= Maya Embedded Language =

The Maya Embedded Language (MEL) is a scripting language used to simplify tasks in the 3D graphics software Autodesk Maya. Most tasks that can be achieved through Maya's GUI can be achieved with MEL, as well as certain tasks that are not available from the GUI. MEL offers a method of speeding up complicated or repetitive tasks, as well as allowing users to redistribute a specific set of commands to others that may find it useful.

== Design ==

MEL is syntactically similar to Perl and Tcl. It provides some memory management and dynamic array-allocation, and offers direct access to functions specific to Maya. The majority of standard Maya commands are default MEL scripts, saved in the Maya Program Files directory.

MEL is fairly limited compared to mainstream scripting languages. It is primarily a language meant to journal the Maya session, so it lacks many advanced features such as associative arrays. Python was added to Maya as an alternative to MEL in Maya 8.5. Still MEL offers some advantages to Python:

- Discoverability of MEL is better since the built-in command echo server was created with MEL in mind.
- A lot of legacy code and inner working of Maya is in MEL form. This provides many insights into undocumented inner workings of Maya.

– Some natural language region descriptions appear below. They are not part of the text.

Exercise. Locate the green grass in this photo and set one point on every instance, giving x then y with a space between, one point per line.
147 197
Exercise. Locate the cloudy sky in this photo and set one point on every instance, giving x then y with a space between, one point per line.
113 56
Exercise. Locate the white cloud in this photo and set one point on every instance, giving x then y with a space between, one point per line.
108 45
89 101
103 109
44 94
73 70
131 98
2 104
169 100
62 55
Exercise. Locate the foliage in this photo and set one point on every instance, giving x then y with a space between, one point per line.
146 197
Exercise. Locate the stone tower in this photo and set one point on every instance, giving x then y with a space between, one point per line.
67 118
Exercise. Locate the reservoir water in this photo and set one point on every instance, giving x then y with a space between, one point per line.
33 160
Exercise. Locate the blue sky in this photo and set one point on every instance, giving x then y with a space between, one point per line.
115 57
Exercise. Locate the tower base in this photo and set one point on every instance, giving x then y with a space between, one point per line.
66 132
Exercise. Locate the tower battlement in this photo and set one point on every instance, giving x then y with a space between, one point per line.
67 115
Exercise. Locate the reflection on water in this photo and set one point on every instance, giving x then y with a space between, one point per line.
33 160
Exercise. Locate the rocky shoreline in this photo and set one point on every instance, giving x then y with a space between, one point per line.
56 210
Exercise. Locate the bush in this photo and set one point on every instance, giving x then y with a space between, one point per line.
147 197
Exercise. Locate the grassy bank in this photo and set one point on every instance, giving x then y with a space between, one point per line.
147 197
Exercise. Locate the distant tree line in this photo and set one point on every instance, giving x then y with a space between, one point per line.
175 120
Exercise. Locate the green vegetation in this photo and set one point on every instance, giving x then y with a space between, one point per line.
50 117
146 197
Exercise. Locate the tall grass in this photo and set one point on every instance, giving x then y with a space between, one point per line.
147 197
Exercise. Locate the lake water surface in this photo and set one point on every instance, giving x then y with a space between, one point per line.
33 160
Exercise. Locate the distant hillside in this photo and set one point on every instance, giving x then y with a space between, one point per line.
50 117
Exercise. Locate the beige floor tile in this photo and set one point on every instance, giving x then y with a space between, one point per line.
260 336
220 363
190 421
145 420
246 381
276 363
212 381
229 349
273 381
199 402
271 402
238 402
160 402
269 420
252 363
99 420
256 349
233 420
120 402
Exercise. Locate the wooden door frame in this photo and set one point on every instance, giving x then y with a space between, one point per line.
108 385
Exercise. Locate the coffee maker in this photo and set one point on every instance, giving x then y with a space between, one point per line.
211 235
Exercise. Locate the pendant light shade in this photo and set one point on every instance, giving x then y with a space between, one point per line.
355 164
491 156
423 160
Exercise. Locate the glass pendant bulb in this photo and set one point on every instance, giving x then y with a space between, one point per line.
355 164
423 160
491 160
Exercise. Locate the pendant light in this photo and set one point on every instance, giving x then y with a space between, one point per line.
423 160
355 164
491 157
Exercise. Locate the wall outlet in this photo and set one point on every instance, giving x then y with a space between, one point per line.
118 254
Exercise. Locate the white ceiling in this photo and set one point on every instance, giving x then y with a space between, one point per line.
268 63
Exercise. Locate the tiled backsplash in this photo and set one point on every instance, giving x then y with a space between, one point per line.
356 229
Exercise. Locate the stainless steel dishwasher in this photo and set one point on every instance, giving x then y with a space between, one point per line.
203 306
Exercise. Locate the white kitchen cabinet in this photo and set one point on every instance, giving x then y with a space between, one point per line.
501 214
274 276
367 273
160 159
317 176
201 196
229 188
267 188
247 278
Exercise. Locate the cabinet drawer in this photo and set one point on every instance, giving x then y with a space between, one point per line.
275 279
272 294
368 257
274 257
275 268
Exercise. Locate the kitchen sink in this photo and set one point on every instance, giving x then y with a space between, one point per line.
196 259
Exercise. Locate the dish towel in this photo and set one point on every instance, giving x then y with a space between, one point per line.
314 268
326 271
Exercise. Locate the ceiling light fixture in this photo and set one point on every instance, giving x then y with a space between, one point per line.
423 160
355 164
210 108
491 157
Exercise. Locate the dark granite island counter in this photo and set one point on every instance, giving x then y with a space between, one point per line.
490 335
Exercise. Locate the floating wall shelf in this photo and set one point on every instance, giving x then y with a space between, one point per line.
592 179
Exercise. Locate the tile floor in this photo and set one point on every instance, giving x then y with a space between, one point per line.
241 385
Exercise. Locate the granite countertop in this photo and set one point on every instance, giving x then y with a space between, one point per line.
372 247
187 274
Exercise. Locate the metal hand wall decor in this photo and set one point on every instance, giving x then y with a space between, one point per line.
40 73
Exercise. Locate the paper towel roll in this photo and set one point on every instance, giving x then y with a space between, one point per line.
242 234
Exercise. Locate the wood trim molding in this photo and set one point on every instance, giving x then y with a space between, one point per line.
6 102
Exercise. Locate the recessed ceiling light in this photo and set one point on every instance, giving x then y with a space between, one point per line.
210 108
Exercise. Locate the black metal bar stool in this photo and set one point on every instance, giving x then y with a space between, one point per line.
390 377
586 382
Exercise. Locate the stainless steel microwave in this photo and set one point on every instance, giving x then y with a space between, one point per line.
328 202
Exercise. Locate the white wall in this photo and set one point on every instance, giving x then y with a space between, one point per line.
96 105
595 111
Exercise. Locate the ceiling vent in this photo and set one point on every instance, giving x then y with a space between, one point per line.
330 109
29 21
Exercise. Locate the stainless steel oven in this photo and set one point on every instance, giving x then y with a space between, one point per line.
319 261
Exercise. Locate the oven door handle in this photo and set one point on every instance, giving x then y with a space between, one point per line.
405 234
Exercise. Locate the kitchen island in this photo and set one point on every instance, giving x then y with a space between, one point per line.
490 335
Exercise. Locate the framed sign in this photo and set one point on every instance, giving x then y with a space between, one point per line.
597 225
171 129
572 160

MEL is often criticized for its lack of programming features, and object orientation. In practice, however, MEL is used as a metaprogramming language where MEL just instructs Maya's node architecture to solve the problem. Since nodes form the actual computational core of Maya using a more robust readily apparent programming method would be a very inefficient approach. In many ways MEL complements the Maya API, with somewhat clear boundaries between allocated tasks. This makes MEL harder to learn and fully understand.

== Uses ==

The tools designed using MEL scripts generally come under the following categories:

- Data I/O
- Motion capture data import
- Proprietary game data export
- Scene meta-data for production tracking
- Geometry creation and modification
- Custom primitives
- Third-party renderer specific data type (e.g., RenderMan sub-divisional surfaces)
- Modeling tools not offered in the base package
- Animation tools
- Muscle simulators
- Rigging and setting up controls
- Crowd AI behavior
- Lighting /rendering tools
- Automatic creation of common complex shader setups
- Pre- and post-render effects
- Making calls to third-party renderers
- Dynamics
- Custom particle behavior
- Simulated object emergent flocking and swarming
- Genetic algorithms
- Cloth simulation
- File and folder scene setup and maintenance
- User interface customization
- Custom character controls
- Removal of invalid Maya commands
- Custom UIs

== Example ==

This is an example of a script which copies a selected object through its path:

// animated duplicates/instances script
proc animatedDuplication (int $rangeStart, int $rangeEnd, int $numOfDuplicates, int $duplicateOrInstance)
{
    int $range_start = $rangeStart;
    int $range_end = $rangeEnd;
    int $num_of_duplicates = $numOfDuplicates;
    int $step_size = ($range_end - $range_start) / $num_of_duplicates;
    int $i = 0;
    int $temp;

    currentTime $range_start; // set to range start

    string $selectedObjects[]; // to store selected objects
    $selectedObjects = `ls -sl`; // store selected objects
    select $selectedObjects;

    while ($i <= $num_of_duplicates)
    {
        $temp = $range_start + ($step_size * $i);
        currentTime ($temp);
        // selected the objects to duplicate or instance
        select $selectedObjects;
        if ($duplicateOrInstance == 0)
        {
            duplicate;
        }
        else
        {
            instance;
        }
        $i++;
    }
}

 // Usage example:
 // duplicate the current selection 5 times --
 // evenly distributed between frame 1 and 240
 animatedDuplication(1, 240, 5, 0);

== Features ==

Maya also offers an expression language that is a superset of MEL, and results in nodes that are executed as part of Maya's dependency graph. Expressions are developed with Maya's expression editor, and allow scripts to trigger while Maya evaluates the scene file at each change in time, to simulate complex behaviors or perform other useful tasks.